What Will Rangers Fans Now View as a Successful Season? (And Why It Changes Every Saturday)

After our game vs Hibs, Richard wrote this piece. How do you feel it has stood the test of time?

OPINION PIECE

Richard Lawson

2/16/20263 min read

Rangers supporters do not really do context. We pretend we do for about five minutes, usually right after a bad result, like drawing at Easter Road, and then we remember who we are, look at the badge, and decide the only acceptable outcome is winning everything in sight.

That is not arrogance. That is Rangers. It is a club built on standards so heavy they bend managers in half.

Which is why this season has turned into a brilliant wee psychological experiment. What happens when you start the season in a mess, then somebody comes in and makes you believe again?

Because we have basically lived two campaigns, have we not?

The bit we would all rather forget

The season did not start the way we hoped. But it did start the way many expected, with that sinking feeling in your stomach that tells you, aye, this is going to be one of those years.

Russell Martin’s tenure ended sooner than some hoped, but later than most wanted.

He always seemed to be one bad 45 minutes away from “under pressure”, except Rangers do not do “under pressure”. We do “one more of these and it’s pitchforks”. Then the club made the change and brought in Danny Rohl.

Rohl: not perfect, but vital

Rohl did not walk into a project. He walked into a fire.

And here is the thing. It is not that Rangers suddenly became the vintage 90s Rangers. We have not been gliding through teams, playing one touch triangles while opponents applaud and ask for selfies.

But he has done something far more important at this club.

He made Rangers win again.

Some games have been ugly. Some have been “get it in the bag and we will talk about aesthetics later.” But until Easter Road, he had been dragging points out of matches Rangers would previously have contrived to turn into a three act tragedy.

And the truth is, for a huge chunk of the support, that is the job. Rangers is not built on “good patterns of play”. It is built on results, medals, and the sweet sound of opposing fans greeting.

And this is where it gets dangerous

Because once you start winning, you start believing. And once you start believing, you start doing that very Rangers thing.

You stop saying “let’s get back to being competitive”, and then you start saying “right, go win the league then.”

And before the draw at Easter Road, that is exactly where the support had gone. Most still are, even after a frustrating 0 0, because the bigger point remains true.

Since the start of Rohl’s tenure, the bar has moved. Not gradually either. Rangers fans do not do gradual. The bar does not creep up quietly, it gets launched into orbit.

When Rohl came in, most fans wanted three things:

• pride back

• a manager they could get behind

• a team that looked like it understood the basics of being Rangers

The title felt like something you spoke about out of habit, because we are Rangers and winning is in our DNA, even when reality is shouting “be serious”.

But now Rangers are back in the title race and suddenly the support is acting like we have been top since August.

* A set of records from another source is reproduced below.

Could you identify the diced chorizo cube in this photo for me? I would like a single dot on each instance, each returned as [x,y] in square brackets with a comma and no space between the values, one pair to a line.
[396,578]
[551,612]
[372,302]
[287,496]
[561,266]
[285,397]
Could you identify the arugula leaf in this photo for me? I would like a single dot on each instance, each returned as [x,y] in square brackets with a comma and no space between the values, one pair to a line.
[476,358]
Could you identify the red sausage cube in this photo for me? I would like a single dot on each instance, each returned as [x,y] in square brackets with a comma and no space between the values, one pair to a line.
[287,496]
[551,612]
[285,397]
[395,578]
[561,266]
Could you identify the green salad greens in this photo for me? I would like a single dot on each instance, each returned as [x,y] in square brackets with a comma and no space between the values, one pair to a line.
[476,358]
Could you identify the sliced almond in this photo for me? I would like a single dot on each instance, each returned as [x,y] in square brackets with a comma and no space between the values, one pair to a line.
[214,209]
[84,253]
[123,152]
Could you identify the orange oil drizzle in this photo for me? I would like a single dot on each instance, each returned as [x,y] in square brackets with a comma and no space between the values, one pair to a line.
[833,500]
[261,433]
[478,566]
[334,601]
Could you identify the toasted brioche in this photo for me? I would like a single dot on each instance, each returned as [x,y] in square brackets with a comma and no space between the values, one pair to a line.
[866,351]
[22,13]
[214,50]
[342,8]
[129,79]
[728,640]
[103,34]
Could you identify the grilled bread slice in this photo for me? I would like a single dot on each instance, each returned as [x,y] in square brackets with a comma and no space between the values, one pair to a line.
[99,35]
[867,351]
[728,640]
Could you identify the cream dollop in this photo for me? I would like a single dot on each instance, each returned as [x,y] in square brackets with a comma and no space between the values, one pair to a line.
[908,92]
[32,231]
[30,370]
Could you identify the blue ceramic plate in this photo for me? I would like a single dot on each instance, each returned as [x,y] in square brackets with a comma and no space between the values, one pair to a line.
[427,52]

Which brings us to the real question, and one that plenty will be asking themselves after Hibs.

If Rangers do not win the league, is it still a successful season? The answer depends which Rangers fan you catch, and what minute of the match it is.

Now add in the board backing him with signings. Three in the door so far, with at least one more expected. Decent money by our standards. The manager saying they improve us immediately. That is not just recruitment. That is a message.

And messages at Rangers come with consequences:

• if you spend, the fans expect momentum

• if you raise ambition, the fans demand delivery

• if you tell us we are building something, we reply: “Aye, build it with trophies.”

So yes, the pressure is on. But it is the right kind of pressure. The pressure that only exists when people believe you might actually pull it off.

So what will fans call success now?

Here is the uncomfortable bit that fans quietly ask themselves……If Rangers miss out on the title but:

• win a trophy

• fight to the wire

• and look like a team with a clear identity and real bottle

then a lot of the support will grudgingly accept it as a season that turned from a write off into a platform.

But if Rangers miss out because:

• we bottle big moments

• we fall away too easily

• or we start playing like a team hoping rather than a team demanding

then it will be framed as the usual Rangers crime. Having a chance and making an absolute meal of it.

And nobody at this club gets applauded for “nearly”.

The bottom line

Rohl has restored belief, and belief is brilliant, but it is also lethal.

Because belief turns “improvement” into “expectation”, and expectation turns into the oldest Rangers demand of all.

Win.

He has earned the right to be judged by Rangers standards again.

Now comes the part every Rangers manager learns sooner or later.

At this club, you do not get credit for making it close.

You get remembered for finishing it.